Because of the potential for active or tied data, especially for languages as dynamically typed as Perl, optimizing is a non-trivial task. Other languages, such as C or Pascal, are more statically typed and lack active data, so an aggressive optimizer is in order for them. Breaking out the optimizer into a separate module allows us to add in optimizations piecemeal without affecting the compiler. There's a lot of exciting work going into the problem of optimizing dynamic languages, and we fully expect to take advantage of it where we can.

Optimization is potentially an expensive operation, another good reason to have it in a separate module. Spending ten seconds optimizing a program that will run in five seconds is a huge waste of time when using Perl's traditional compile-and-go model—optimizing the code will make the program run slower. On the other hand, spending ten seconds to optimize a program makes sense if you save the optimized version to disk and use it over and over again. Even if you save only one second per program run, it doesn't take long for the ten-second optimization time to pay off. The default is to optimize heavily when freezing bytecode to disk and lightly when running directly, but this can be changed with a command-line switch.

Perl 5, Python, and Ruby all lack a robust optimizer (outside their regular expression engines), so any optimizations we add will increase their performance. This, we feel, is a good thing.

5.2.4 Interpreter

The interpreter module is the part of the engine that executes the generated bytecode. Calling it an interpreter is something of a misnomer, since Parrot's core includes both a traditional bytecode interpreter module as well as a high-performance JIT engine, but you can consider that an implementation detail.

All the interesting things happen inside the interpreter, and the remainder of the chapter is dedicated to the interpreter and the functions it provides. It's not out of line to consider the interpreter as the real core of Parrot, and to consider the parser, compiler, and optimizer as utility modules whose ultimate purpose is to feed bytecode to the interpreter.

5.2.5 Bytecode Loader

The bytecode loader isn't part of our block diagram, but it is interesting enough to warrant brief coverage.

The bytecode loader handles loading in bytecode that's been frozen to disk. The Parrot bytecode loader is clever enough to handle loading in Parrot bytecode regardless of the sort of system that it was saved on, so we have cross-system portability. You can generate bytecode on a 32-bit x86 system and load it up on a 64-bit Alpha or SPARC system without any problems.

The bytecode loading system also has a heuristic engine built into it, so it can identify the bytecode format it's reading.

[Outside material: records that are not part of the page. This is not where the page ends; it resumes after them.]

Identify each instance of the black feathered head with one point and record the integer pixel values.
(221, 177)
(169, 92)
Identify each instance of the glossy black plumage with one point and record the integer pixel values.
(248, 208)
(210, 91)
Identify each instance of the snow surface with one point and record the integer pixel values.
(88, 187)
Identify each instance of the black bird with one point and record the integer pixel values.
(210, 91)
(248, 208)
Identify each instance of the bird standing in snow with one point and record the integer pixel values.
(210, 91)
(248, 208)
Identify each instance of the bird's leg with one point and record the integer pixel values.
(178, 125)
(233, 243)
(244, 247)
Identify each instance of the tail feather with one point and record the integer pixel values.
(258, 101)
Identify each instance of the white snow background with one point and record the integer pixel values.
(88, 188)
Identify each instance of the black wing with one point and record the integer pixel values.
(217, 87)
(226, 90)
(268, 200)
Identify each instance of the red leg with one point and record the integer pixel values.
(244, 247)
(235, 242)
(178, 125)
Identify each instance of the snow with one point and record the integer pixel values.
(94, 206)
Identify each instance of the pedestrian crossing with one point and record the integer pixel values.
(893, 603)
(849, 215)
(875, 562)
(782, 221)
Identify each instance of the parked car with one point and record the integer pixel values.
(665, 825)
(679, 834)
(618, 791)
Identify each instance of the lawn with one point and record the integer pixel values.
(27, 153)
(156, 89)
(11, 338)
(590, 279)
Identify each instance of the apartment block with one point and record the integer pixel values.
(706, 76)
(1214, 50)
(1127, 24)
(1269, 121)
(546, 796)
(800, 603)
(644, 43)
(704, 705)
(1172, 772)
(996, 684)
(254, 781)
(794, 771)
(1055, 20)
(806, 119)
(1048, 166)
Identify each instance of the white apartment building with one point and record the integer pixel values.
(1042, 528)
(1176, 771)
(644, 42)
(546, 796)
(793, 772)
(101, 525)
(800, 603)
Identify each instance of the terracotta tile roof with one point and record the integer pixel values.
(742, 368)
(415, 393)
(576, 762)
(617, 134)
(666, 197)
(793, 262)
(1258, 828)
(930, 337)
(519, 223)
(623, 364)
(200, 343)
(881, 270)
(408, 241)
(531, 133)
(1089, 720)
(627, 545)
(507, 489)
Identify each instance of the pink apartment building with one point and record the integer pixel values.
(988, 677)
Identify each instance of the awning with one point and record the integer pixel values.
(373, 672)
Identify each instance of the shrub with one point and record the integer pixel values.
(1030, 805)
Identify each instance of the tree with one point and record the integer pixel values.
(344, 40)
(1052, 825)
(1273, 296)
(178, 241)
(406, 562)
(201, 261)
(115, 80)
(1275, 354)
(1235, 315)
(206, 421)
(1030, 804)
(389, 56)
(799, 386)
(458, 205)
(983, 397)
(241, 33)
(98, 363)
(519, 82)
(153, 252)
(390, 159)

This means Parrot can not only tell what sort of system Parrot bytecode was generated on so it can properly process it, but also allows it to identify bytecode generated for other bytecode driven systems, such as .NET, the JVM, and the Z-machine.

Together with Parrot's loadable opcode library system (something we'll talk about later), this gives Parrot the capability to load in foreign bytecode formats and transform them into something Parrot can execute. With a sophisticated enough loader, Parrot can load and execute Java and .NET bytecode and present Java and .NET library code to languages that generate native Parrot bytecode. This is something of a happy accident. The original purpose of the architecture was to allow Parrot to load and execute Z-machine bytecode,^[2] but happy accidents are the best kind.

^[2] The Z-machine is the interpreter for Infocom text adventures, such as Zork and The Lurking Horror.